Gene-level Allele Specific Expression Data from Rare Case Cohorts. Briefly for each cohort documented, gene-level haplotype aggregated ASE data has been provided following the best practice protocols. For further information refer to our paper here.
Each file is an excel file with the following:
- Each row corresponds to a gene ID (idenitifed by ENSEMBL ID)
- Each column is a sample ID with corresponding values being the gene-level (reference count, alternate count, and ANEVA-DOT p-value) for outlier testing.
- For details on what tissues were used for ANEVA-DOT testing please read our paper here
mdm_cases.xlsx: 46 Muscular Dystrophy Samples from the Genetics of Inherited Muscle Disease Cohort (dbGAP). Phasing of genotypes was performed using EAGLE and the Illumina 30x high coverage genotypes as a reference panel. ASE data was generated using the PAC pipeline.
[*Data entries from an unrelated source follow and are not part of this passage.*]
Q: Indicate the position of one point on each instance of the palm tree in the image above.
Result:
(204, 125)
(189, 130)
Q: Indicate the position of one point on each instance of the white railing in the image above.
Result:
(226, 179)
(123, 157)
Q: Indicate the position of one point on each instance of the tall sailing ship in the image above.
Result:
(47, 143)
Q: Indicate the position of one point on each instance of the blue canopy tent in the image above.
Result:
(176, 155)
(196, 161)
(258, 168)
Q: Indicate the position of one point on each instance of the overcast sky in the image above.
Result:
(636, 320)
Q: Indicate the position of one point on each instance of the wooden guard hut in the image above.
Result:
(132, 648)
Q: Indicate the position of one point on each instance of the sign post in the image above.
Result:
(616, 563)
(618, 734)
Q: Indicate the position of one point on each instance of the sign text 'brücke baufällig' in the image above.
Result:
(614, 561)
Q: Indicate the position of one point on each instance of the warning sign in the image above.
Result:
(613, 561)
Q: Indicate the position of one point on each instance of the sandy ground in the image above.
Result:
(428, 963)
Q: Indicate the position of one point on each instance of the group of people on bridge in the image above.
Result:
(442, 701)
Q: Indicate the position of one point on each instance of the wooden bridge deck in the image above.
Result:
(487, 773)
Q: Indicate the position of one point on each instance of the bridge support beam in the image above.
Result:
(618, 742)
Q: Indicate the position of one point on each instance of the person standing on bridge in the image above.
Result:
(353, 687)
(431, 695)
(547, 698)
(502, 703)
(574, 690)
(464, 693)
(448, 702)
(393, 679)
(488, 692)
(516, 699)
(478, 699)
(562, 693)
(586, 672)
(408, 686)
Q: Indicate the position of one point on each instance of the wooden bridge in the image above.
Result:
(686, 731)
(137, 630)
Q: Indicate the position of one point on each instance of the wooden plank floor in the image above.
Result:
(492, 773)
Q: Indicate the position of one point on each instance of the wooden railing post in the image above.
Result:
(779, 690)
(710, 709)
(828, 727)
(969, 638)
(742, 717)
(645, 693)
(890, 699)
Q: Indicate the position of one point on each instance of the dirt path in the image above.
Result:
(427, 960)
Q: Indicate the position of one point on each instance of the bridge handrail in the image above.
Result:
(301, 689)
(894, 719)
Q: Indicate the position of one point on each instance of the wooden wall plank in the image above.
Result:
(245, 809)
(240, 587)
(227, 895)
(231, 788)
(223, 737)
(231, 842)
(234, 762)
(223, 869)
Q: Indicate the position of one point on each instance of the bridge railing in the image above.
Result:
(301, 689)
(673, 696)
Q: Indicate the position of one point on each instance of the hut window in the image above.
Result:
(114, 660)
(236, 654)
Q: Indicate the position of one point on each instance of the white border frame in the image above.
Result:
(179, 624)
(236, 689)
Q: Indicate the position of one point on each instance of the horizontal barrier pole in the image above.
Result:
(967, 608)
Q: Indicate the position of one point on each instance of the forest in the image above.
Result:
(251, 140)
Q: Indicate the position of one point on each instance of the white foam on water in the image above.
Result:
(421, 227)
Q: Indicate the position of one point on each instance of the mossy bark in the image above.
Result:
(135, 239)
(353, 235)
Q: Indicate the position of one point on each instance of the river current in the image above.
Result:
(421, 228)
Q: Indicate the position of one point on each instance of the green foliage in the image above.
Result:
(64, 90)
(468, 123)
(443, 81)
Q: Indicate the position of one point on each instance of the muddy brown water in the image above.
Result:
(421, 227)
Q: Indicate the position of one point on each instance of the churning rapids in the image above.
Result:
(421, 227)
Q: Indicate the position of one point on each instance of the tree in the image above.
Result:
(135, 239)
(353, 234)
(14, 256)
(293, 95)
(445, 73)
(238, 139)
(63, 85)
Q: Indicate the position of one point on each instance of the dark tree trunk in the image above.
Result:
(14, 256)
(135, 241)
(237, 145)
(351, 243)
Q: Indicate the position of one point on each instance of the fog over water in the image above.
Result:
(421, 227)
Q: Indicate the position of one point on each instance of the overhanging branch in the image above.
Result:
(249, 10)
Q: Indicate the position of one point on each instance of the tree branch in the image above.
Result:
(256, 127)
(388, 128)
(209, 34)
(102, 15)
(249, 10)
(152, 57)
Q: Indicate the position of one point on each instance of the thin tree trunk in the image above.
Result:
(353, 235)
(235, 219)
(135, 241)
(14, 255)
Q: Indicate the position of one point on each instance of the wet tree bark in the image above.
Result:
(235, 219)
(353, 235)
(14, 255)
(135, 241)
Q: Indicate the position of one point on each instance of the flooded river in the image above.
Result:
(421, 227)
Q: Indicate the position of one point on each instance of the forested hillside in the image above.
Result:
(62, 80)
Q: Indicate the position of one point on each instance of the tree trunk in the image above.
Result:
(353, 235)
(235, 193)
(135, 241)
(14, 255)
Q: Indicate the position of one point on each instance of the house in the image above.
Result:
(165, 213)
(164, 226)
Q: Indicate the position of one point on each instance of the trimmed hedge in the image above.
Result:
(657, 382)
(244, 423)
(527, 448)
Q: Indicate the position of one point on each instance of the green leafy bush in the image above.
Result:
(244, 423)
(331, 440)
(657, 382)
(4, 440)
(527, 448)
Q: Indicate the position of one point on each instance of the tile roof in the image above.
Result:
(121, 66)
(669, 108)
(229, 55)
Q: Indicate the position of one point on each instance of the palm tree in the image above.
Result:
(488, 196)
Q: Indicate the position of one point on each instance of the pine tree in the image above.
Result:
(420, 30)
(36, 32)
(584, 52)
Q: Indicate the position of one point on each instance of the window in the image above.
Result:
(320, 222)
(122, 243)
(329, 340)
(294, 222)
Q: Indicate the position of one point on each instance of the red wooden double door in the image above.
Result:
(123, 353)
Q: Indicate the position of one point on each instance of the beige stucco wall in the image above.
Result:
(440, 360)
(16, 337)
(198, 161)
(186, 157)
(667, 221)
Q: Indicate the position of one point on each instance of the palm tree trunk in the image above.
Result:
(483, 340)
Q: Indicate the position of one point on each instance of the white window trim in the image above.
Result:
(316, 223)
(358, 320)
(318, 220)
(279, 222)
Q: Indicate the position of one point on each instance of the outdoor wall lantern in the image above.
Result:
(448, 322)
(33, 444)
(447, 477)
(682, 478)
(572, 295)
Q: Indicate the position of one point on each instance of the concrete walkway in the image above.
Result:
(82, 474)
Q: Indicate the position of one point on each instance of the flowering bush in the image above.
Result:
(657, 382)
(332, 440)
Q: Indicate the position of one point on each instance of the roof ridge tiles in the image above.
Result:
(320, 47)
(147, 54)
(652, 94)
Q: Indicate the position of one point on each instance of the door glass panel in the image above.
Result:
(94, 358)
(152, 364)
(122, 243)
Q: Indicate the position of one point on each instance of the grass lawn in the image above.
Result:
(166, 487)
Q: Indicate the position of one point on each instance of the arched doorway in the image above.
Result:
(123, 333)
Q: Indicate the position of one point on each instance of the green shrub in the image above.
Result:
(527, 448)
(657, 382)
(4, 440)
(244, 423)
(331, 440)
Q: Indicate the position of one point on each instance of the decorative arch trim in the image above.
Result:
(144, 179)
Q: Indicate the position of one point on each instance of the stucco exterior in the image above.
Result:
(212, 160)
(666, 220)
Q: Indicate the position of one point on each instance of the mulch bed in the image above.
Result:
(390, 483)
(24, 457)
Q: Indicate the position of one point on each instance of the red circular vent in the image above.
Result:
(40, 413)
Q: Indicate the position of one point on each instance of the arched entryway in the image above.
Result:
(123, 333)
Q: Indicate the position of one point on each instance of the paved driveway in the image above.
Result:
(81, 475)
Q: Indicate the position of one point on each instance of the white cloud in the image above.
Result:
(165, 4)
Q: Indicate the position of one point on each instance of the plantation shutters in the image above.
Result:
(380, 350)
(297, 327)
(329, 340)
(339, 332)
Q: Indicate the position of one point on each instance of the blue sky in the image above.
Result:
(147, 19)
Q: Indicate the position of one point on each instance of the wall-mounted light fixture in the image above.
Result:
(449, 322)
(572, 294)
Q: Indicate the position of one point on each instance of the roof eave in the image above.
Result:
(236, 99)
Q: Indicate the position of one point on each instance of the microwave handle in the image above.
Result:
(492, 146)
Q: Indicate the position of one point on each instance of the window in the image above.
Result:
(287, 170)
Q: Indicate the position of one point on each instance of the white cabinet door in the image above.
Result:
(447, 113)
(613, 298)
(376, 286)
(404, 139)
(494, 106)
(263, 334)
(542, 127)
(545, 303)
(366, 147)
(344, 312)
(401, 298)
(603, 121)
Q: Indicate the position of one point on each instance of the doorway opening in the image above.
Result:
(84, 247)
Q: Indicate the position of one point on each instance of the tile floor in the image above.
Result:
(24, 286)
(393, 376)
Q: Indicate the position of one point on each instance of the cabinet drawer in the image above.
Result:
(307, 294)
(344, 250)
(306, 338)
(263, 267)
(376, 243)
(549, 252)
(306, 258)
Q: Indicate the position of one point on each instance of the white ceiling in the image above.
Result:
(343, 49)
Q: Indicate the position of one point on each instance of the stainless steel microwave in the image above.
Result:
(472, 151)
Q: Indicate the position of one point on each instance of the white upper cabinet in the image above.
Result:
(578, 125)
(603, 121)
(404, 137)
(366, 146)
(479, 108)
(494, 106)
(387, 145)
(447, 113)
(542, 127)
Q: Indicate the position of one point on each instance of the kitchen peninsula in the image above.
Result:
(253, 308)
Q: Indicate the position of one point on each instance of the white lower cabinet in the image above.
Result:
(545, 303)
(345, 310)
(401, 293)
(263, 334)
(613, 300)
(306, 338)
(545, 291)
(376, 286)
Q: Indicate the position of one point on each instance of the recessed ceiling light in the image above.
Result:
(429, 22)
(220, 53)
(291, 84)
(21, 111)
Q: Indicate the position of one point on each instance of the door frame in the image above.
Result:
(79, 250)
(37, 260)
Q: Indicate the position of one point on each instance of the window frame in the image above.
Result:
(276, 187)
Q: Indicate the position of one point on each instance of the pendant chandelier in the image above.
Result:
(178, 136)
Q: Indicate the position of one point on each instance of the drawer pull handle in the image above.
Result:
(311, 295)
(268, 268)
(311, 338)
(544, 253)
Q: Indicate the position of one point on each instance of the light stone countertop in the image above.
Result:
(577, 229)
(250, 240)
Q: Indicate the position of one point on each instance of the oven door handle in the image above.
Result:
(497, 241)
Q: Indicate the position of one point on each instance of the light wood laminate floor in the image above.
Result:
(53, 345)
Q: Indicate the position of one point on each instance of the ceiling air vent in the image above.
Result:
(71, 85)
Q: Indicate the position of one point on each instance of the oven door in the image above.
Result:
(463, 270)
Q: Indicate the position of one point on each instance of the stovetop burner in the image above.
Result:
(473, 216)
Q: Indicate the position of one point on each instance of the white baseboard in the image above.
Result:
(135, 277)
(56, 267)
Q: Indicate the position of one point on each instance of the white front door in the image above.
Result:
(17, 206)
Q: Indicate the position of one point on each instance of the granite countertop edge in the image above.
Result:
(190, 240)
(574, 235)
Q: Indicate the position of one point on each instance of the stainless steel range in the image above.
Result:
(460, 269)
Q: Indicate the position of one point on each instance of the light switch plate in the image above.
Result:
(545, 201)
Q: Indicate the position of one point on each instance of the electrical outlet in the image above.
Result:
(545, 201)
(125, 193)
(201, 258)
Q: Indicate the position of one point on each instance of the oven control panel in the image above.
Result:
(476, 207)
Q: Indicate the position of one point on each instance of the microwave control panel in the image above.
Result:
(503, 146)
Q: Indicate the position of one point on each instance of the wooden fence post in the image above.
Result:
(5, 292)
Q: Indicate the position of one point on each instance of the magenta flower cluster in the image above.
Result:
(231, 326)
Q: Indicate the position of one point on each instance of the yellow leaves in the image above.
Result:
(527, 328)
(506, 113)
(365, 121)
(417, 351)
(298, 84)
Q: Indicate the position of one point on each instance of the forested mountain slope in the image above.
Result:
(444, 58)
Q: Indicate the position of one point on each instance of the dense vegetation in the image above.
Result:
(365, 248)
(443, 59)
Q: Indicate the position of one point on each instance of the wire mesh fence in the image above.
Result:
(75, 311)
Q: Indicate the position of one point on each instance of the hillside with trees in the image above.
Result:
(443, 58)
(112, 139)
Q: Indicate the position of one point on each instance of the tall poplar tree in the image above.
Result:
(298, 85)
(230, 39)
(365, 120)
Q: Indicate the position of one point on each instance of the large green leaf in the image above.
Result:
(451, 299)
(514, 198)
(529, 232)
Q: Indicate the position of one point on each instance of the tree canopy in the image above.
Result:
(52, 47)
pcgc_cases.xlsx: 257 Pediatric Congential Heart Disease Cases from the CHD Genes. Data produced by @martbro Following a pipeline briefly outlined. Genotypes were merged (WES+WGS) when available and trio-phased using SHAPEIT4. RNA-seq alignments were performed using STAR and WASP filtering to remove any sources of bias. phASER was used to compute the gene level haplotype aggregated counts.